A alienação de participação minoritária na plataforma de mobilidade está prevista no plano estratégico atualizado no fim do ano passado. Segundo o executivo, embora o grupo já venha sendo procurado por interessados, ainda não há um processo formal estruturado no mercado. “Contamos com um assessor financeiro mandatado e estamos, internamente, avaliando o direcionamento estratégico, buscando ser objetivos e pragmáticos”, afirmou.

A Motiva opera concessões de transporte urbano em São Paulo, Rio de Janeiro e Bahia. Os estudos em andamento para a concessão das linhas 1 (Azul) e 2 (Verde) do metrô paulista colocaram esses ativos como prioridade para a companhia. “Estamos falando de projetos com demanda de Capex bastante relevante. Portanto, esse movimento pode ser importante para que consigamos navegar nesse cenário”, disse o vice-presidente financeiro.

Entre as alternativas avaliadas, o executivo afirmou que estão sendo considerados perfis além dos investidores tradicionais desse tipo de ativo, como fundos de pensão. Também é considerada a entrada de parceiros com experiência operacional em “outras geografias”. Outra frente envolve investidores com expertise em construção, especialmente diante do volume de obras previsto. Também está em avaliação atrair agentes com capacidade de desenvolver receitas acessórias, como exploração comercial e imobiliária.

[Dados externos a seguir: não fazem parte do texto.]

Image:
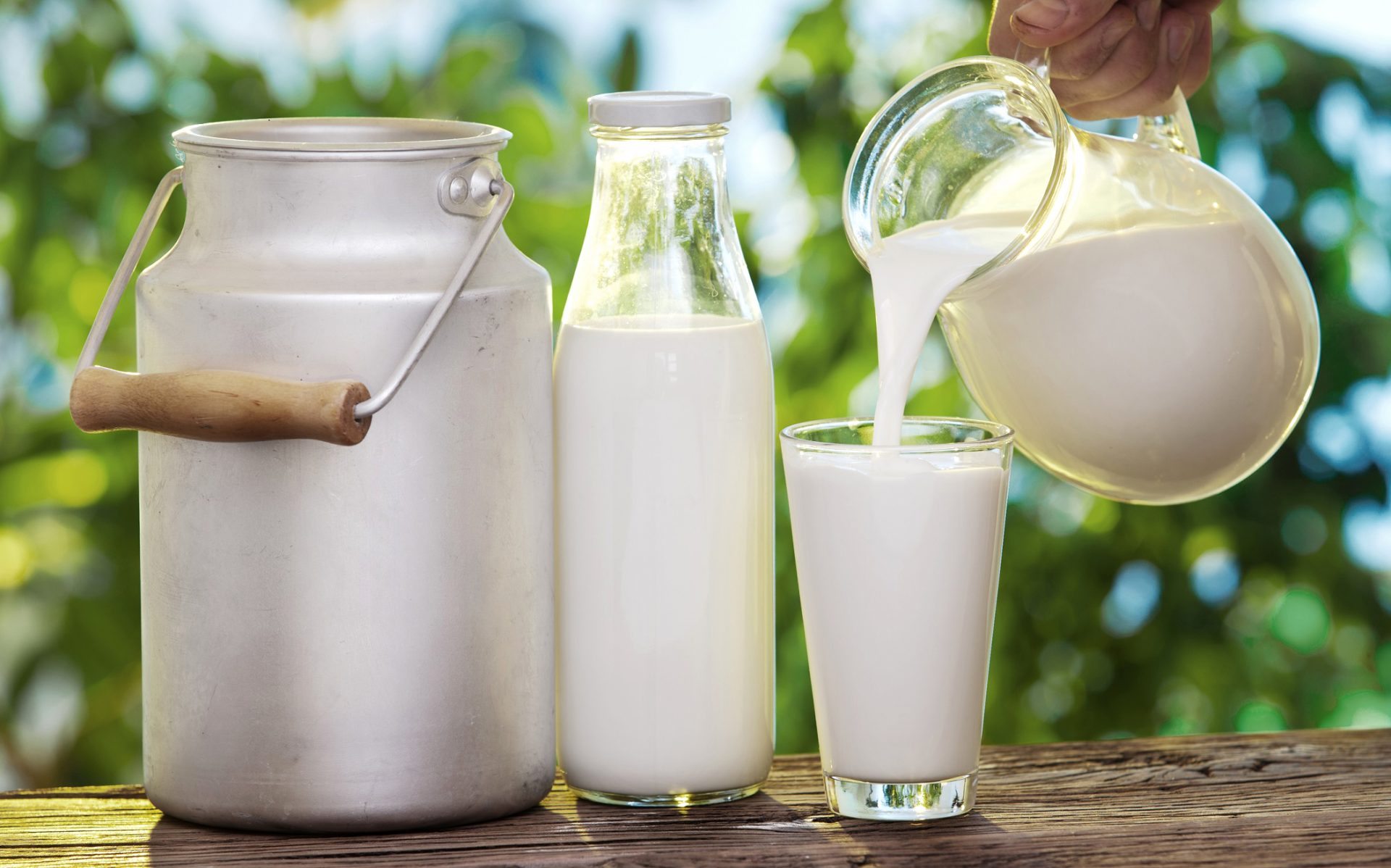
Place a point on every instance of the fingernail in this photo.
(1148, 14)
(1043, 14)
(1116, 31)
(1177, 39)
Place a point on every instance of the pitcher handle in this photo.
(237, 406)
(1171, 130)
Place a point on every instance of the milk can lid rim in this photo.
(319, 135)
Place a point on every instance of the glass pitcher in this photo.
(1148, 331)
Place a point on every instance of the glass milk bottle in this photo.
(665, 480)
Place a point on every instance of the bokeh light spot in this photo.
(1131, 600)
(1301, 621)
(1215, 576)
(77, 477)
(16, 558)
(87, 291)
(1261, 717)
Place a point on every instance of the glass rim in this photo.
(999, 435)
(647, 134)
(884, 137)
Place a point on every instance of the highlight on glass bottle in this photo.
(664, 423)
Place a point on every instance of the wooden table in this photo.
(1319, 798)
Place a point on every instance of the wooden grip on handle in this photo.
(220, 406)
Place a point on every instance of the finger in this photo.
(1049, 22)
(1200, 57)
(1176, 36)
(1147, 13)
(1130, 64)
(1081, 57)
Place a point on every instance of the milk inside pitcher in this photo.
(1141, 325)
(341, 638)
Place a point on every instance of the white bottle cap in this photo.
(660, 109)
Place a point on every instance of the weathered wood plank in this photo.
(1315, 798)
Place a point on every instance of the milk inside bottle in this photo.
(664, 475)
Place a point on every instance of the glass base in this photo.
(674, 800)
(908, 801)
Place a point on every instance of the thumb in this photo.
(1049, 22)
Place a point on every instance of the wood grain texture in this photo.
(1318, 798)
(222, 406)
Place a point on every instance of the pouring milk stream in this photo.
(1126, 309)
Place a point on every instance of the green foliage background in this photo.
(1304, 640)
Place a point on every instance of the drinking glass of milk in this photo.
(898, 543)
(664, 438)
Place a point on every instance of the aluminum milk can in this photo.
(340, 635)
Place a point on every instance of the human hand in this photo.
(1112, 57)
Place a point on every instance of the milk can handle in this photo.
(1171, 130)
(238, 406)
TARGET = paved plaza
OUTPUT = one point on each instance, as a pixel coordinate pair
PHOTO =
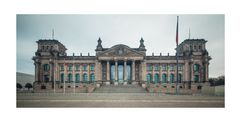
(116, 100)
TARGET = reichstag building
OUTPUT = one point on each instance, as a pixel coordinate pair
(118, 65)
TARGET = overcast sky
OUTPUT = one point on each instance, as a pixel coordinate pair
(79, 33)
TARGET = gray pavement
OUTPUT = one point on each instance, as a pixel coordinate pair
(116, 100)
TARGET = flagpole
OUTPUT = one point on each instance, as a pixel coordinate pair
(177, 55)
(54, 81)
(64, 76)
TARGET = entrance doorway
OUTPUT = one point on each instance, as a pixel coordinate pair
(120, 73)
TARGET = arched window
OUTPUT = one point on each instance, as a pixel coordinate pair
(76, 67)
(171, 78)
(180, 78)
(149, 67)
(196, 78)
(156, 78)
(164, 78)
(85, 77)
(62, 67)
(45, 67)
(92, 67)
(62, 77)
(92, 77)
(77, 78)
(164, 67)
(148, 77)
(69, 67)
(196, 67)
(70, 77)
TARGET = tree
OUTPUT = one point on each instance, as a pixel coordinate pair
(28, 85)
(19, 86)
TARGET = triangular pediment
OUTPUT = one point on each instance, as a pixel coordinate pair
(120, 51)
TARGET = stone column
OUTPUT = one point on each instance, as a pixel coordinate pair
(36, 71)
(50, 71)
(125, 70)
(88, 72)
(133, 70)
(206, 72)
(153, 72)
(143, 71)
(81, 75)
(160, 73)
(108, 71)
(192, 73)
(73, 72)
(116, 71)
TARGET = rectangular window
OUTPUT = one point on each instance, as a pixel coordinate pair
(164, 67)
(46, 67)
(69, 67)
(84, 68)
(171, 67)
(149, 67)
(180, 67)
(62, 67)
(76, 67)
(156, 67)
(92, 67)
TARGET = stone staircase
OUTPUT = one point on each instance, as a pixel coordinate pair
(120, 89)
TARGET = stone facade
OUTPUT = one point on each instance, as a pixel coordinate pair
(120, 64)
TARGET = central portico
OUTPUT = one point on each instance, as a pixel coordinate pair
(120, 64)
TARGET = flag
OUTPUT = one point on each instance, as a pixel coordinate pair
(177, 32)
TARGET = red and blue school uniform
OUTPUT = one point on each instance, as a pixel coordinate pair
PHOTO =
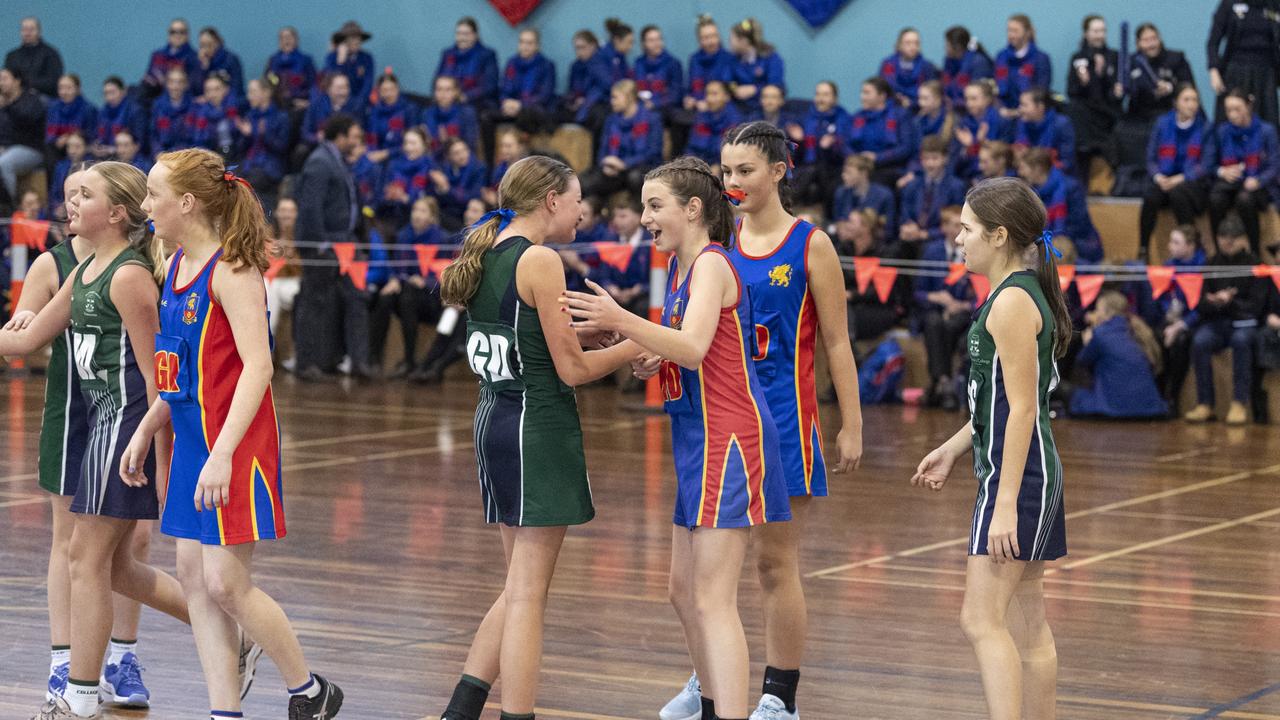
(295, 72)
(906, 76)
(636, 140)
(531, 82)
(359, 69)
(662, 78)
(197, 367)
(888, 132)
(266, 147)
(476, 71)
(1054, 133)
(455, 121)
(170, 124)
(728, 469)
(709, 127)
(592, 81)
(67, 118)
(1066, 212)
(959, 72)
(786, 335)
(708, 67)
(387, 123)
(1016, 73)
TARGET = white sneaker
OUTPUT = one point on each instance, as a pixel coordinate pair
(773, 709)
(688, 705)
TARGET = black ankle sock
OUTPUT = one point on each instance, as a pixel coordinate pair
(469, 698)
(782, 686)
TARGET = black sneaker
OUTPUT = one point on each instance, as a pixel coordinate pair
(320, 707)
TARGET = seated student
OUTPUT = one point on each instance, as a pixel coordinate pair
(819, 154)
(906, 71)
(465, 176)
(292, 69)
(1124, 358)
(1174, 155)
(924, 197)
(661, 85)
(264, 141)
(1228, 315)
(406, 292)
(528, 91)
(451, 333)
(945, 313)
(1243, 160)
(170, 115)
(586, 101)
(856, 191)
(772, 106)
(388, 119)
(129, 150)
(1020, 65)
(76, 150)
(979, 123)
(348, 58)
(410, 174)
(213, 58)
(862, 236)
(1041, 126)
(711, 123)
(448, 117)
(68, 113)
(630, 145)
(512, 146)
(1065, 205)
(213, 118)
(967, 62)
(1170, 315)
(883, 132)
(757, 64)
(118, 113)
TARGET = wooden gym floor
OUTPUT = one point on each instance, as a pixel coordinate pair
(1168, 606)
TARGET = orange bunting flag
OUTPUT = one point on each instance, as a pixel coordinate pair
(1065, 274)
(863, 270)
(616, 254)
(883, 279)
(359, 273)
(32, 233)
(1089, 287)
(438, 267)
(1192, 286)
(425, 256)
(346, 253)
(981, 287)
(274, 268)
(1160, 277)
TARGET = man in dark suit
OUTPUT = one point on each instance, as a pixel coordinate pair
(330, 311)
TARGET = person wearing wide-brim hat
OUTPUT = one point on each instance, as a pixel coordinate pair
(348, 58)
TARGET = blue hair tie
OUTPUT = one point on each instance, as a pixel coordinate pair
(507, 214)
(1047, 241)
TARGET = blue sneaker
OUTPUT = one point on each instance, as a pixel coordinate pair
(58, 682)
(122, 683)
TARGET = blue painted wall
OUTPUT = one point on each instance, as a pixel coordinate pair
(99, 39)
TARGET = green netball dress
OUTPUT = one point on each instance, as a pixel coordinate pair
(65, 419)
(1041, 520)
(528, 437)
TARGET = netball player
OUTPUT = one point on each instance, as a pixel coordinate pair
(1018, 520)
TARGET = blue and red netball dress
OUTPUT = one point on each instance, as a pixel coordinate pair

Apesar do interesse do mercado, o executivo ressaltou que a companhia seguirá avançando com cautela na estruturação da operação. “Seguimos conduzindo nossa diligência e dedicando tempo à definição da estratégia, especialmente em relação à governança e às alavancas de criação de valor”, afirmou Rodrigo, ao reforçar o compromisso com as diretrizes do plano estratégico.

Aditivos
Durante a conferência desta quinta, o CEO da Motiva, Miguel Setas, falou sobre aditivos em discussão para seus contratos da plataforma de mobilidade. Citou que o primeiro aditivo da Linha 4 (Amarela) está sendo executado. Outro aditivo, nos contratos das linhas 8 e 9 (Diamante e Esmeralda), está prestes de ser concluído, estando relacionado ao acordo de implantação do novo sistema de sinalização ETCS, tecnologia para otimizar as operações.

Ainda segundo o CEO, também estão em curso negociações com o governo de São Paulo para a extensão da Linha 5 (Lilás), possivelmente com a inclusão de duas novas estações no traçado.